In Capital.fr’s interview, Jean-Marie Mognetti discusses Valkyrie’s U.S. ETF launch and says, “This shows Americans’ knack for bringing products to market,” while also describing the integration phase and stating, “We will not spend millions on TV advertising.”
Capital.fr adds that Valkyrie’s Bitcoin fund has over $500 million in assets under management as of June 21, and it frames the U.S. Ether ETF decision as a surprise from an intellectual standpoint because “the SEC (the U.S. financial regulator) changed its mind overnight.”
Regulatory expansion and MiCA
CoinShares’ institutional push is paired with regulatory expansion in Europe, where BFM reports the firm secured the European MiCA license from the Autorité des marchés financiers (AMF) through its French subsidiary, CoinShares Asset Management.

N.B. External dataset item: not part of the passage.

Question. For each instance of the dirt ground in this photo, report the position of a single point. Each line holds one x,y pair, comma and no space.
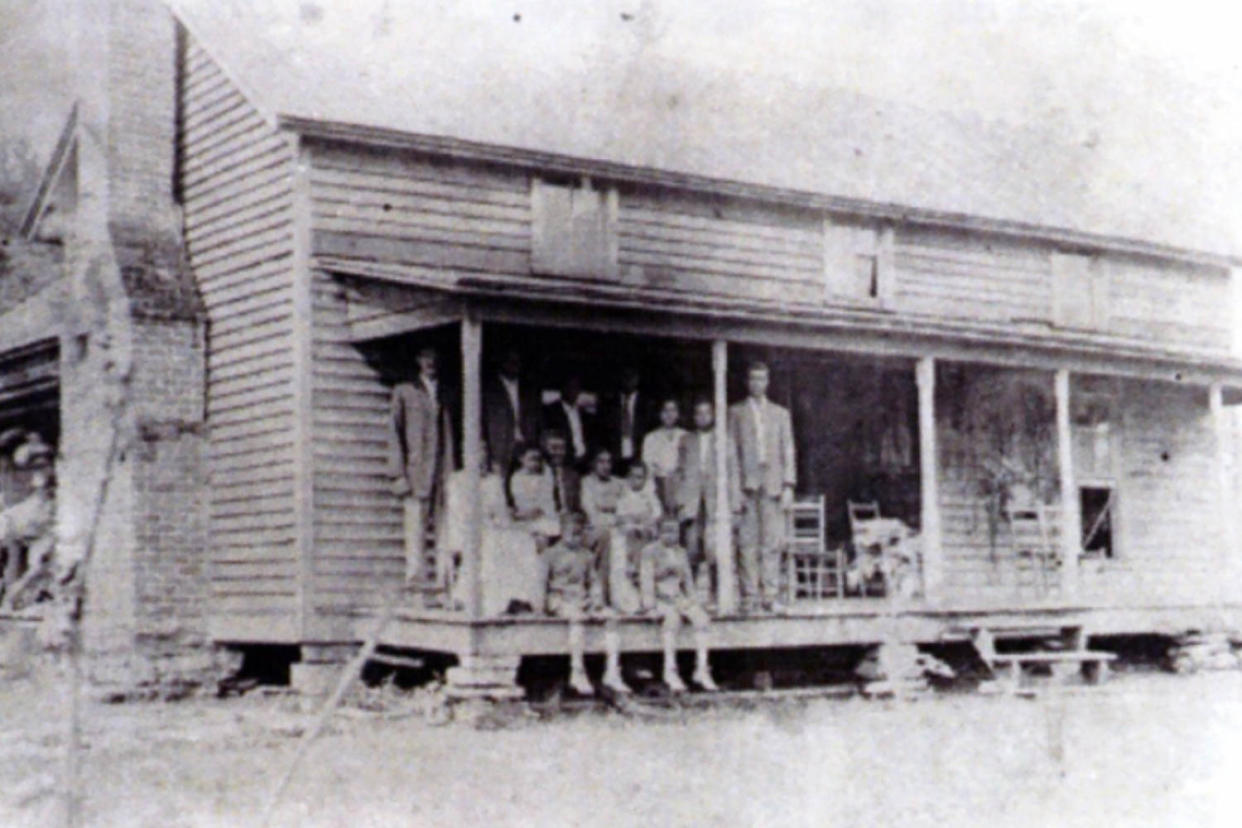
1144,750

“Fund managers identified Bitcoin as having the strongest growth outlook among digital assets, followed by Ether and Solana”
BFM says this makes CoinShares the first asset manager to obtain authorization to operate across Europe, and it quotes Jean‑Marie Mognetti saying, “For too long, asset managers operating in the cryptocurrency space have been confined to partial or ad hoc regulatory frameworks.”
BFM also states that until now MiFID had limited CoinShares to managing cryptocurrencies through traditional, conventional financial products, and it notes that 47 firms have obtained the MiCA authorization.
In the same broader regulatory context, MEXC’s account ties institutional adoption to “the continued expansion of spot Bitcoin ETFs,” describing it as shaping the adoption path while managers pivot from legacy altcoins toward newer DeFi protocols and emerging blockchain sectors.
Capital.fr further frames a potential U.S. “Crypto Bill” as a bipartisan bill nicknamed “Crypto Bill,” which would regulate cryptocurrencies by classifying most of them as digital commodities under the supervision of the commodities regulator (the CFTC), and it quotes Mognetti calling it “the victory of Christopher Giancarlo.”